The final report on the Husky Energy oil spill north of Maidstone has been released.
The spill took place back on July 21, and sent more than 200,000 litres of oil and solvent into the river. As the oil drifted downstream, multiple municipalities had to shut down their river water intakes, which led to difficulties for residents along the river in getting fresh water.
According to the company’s report, the break was due to “geotechnical forces” or ground movement, which caused the pipe to break.
An evaluation of the metallurgic state of the pipe concluded the break was a “sudden, one-time event in a section of the pipe that had buckled due to the force of ground movement.”
The report also said the break was not the result of any material defect, corrosion, or deficiency in the pipe itself, and that a 1997 third-party assessment of the area the pipe was installed in had concluded the area was not geotechnically active.
“We know the impact this incident had on communities and would like to acknowledge the extraordinary assistance we’ve received throughout,” said Mel DuVall, a spokesperson for Husky.
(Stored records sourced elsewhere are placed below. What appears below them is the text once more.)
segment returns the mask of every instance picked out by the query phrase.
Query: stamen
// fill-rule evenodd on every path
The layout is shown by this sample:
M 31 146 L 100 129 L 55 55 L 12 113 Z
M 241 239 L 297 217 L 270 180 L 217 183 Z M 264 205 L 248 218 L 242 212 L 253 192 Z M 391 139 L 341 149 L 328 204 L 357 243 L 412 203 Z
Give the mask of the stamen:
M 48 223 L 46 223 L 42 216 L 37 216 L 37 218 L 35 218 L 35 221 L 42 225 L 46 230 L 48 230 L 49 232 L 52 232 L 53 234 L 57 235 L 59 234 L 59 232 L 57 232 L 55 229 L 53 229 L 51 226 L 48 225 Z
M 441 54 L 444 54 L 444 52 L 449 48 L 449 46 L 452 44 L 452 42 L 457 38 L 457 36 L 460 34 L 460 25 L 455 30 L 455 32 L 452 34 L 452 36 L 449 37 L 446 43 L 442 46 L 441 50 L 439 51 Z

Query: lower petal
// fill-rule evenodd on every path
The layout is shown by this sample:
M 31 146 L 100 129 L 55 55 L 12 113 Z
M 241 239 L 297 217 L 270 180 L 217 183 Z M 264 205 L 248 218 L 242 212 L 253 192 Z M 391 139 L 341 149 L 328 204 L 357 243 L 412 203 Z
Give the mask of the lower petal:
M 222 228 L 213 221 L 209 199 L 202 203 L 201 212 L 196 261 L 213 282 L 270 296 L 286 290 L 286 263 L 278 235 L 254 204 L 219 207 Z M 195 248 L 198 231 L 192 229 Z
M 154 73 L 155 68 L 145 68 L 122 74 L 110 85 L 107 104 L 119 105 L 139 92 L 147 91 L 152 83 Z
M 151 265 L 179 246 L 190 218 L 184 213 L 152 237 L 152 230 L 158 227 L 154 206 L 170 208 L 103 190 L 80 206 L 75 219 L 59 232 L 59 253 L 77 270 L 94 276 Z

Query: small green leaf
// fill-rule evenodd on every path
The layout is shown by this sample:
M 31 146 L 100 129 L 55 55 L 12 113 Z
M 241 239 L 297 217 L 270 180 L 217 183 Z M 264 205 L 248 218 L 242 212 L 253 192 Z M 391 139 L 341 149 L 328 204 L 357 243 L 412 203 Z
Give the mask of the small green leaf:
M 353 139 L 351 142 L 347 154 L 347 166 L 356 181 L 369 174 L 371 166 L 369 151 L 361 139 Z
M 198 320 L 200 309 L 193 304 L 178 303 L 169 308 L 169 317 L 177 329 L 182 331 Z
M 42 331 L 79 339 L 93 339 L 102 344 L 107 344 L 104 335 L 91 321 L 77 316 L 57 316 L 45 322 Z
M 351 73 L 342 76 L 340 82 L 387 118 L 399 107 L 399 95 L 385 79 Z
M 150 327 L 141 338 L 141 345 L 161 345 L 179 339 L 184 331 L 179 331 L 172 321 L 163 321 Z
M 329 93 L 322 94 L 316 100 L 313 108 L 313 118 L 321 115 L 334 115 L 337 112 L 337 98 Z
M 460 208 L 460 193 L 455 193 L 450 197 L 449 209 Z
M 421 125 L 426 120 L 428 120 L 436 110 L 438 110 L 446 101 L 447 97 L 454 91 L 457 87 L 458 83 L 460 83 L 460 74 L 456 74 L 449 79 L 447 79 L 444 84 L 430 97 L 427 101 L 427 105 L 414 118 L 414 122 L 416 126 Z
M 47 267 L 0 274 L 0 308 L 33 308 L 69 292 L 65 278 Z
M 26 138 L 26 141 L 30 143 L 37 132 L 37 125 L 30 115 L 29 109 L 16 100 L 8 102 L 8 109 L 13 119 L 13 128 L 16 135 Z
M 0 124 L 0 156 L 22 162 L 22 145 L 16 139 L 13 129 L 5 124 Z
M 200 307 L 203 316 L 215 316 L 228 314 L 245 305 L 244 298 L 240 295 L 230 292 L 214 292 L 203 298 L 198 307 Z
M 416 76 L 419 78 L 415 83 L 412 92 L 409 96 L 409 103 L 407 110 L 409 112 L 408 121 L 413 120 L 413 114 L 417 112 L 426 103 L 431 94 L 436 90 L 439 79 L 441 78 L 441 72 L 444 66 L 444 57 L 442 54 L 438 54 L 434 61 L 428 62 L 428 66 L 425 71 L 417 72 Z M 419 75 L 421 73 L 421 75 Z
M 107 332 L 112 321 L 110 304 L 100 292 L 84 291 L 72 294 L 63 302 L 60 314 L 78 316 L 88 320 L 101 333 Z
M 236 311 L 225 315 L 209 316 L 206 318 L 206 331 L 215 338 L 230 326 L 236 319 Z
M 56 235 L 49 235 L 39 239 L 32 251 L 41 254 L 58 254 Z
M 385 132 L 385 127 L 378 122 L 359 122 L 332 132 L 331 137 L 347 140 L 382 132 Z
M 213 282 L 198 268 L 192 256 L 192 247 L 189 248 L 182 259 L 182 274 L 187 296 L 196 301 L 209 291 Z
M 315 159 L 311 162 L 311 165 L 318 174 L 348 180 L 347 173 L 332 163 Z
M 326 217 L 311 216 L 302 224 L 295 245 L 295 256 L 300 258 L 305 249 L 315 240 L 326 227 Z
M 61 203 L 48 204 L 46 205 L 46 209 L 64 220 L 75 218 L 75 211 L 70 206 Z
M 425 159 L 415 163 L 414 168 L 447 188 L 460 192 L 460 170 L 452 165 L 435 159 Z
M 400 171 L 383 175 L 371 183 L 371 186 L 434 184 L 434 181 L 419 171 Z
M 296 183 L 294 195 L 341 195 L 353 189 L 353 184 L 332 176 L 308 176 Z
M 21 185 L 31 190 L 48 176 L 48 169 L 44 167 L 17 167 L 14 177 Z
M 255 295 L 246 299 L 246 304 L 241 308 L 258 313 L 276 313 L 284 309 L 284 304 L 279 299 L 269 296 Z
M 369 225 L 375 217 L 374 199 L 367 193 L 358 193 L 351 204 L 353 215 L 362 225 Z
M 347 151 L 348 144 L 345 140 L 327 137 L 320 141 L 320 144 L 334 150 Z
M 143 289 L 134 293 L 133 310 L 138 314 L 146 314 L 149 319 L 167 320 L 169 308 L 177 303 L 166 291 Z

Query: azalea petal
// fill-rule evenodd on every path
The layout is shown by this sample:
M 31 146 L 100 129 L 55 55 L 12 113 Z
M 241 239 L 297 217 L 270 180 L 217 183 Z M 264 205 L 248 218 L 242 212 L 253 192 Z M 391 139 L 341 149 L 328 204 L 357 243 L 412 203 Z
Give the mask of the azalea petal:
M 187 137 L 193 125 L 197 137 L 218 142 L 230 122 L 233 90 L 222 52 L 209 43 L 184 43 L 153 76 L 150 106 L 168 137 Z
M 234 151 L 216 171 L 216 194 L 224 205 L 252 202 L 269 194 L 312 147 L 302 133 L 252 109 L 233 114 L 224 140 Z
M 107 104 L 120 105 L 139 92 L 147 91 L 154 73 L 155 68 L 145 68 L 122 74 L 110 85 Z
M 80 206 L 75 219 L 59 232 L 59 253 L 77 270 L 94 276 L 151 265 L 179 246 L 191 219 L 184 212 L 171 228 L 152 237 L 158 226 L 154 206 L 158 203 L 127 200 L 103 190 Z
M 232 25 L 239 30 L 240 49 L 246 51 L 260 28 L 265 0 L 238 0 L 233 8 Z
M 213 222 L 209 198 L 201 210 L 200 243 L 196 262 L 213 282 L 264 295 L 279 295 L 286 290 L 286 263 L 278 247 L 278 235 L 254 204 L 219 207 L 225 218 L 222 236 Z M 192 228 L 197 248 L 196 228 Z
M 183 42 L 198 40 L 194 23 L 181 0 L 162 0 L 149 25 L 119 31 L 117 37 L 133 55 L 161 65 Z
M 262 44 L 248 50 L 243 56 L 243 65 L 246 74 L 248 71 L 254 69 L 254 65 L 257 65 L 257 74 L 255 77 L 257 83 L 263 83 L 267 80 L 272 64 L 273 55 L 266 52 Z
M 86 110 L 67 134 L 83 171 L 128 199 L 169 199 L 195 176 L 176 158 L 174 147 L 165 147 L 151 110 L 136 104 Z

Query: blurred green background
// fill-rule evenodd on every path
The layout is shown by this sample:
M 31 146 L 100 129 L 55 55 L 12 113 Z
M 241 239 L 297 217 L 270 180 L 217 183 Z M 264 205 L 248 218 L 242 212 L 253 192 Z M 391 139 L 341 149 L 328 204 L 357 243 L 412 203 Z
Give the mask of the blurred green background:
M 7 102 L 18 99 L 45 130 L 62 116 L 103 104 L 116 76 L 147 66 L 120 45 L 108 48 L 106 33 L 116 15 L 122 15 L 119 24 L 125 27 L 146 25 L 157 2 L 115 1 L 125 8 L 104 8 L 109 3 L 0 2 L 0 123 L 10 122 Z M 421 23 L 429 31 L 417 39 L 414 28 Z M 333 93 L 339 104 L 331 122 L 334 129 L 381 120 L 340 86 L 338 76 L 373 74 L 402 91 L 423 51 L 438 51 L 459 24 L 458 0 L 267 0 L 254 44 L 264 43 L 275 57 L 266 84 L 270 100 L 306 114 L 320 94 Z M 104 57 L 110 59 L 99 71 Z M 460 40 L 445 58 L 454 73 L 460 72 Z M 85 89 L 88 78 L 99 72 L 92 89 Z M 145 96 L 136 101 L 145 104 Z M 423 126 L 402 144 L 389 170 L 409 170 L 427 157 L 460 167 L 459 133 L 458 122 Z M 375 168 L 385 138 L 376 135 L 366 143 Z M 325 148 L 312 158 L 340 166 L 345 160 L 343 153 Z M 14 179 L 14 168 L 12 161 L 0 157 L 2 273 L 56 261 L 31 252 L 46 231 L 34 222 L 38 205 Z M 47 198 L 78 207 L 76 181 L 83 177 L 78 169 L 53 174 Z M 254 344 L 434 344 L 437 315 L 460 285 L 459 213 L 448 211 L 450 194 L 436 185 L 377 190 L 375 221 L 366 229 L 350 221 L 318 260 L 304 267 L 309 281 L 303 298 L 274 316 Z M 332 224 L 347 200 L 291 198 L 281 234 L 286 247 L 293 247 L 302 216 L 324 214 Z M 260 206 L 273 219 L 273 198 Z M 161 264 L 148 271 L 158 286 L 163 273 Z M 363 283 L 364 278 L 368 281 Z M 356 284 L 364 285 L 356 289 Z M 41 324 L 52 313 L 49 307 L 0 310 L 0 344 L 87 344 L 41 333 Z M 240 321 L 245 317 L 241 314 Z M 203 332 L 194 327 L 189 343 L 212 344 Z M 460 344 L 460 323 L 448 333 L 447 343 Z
“From the beginning we have taken full responsibility and continue to do so. Based on our findings, we are moving forward with a number of immediate actions while regulators continue with their review. While the investigation has concluded the pipeline was designed and constructed in accordance with applicable standards and operators responded appropriately, it is our intention to use these findings to further enhance our systems.”
The company plans on regularly assessing geotechnical risks, and reviewing the practices of leak detection and procedures. They will also be adjusting leak detection systems to reduce false alarms.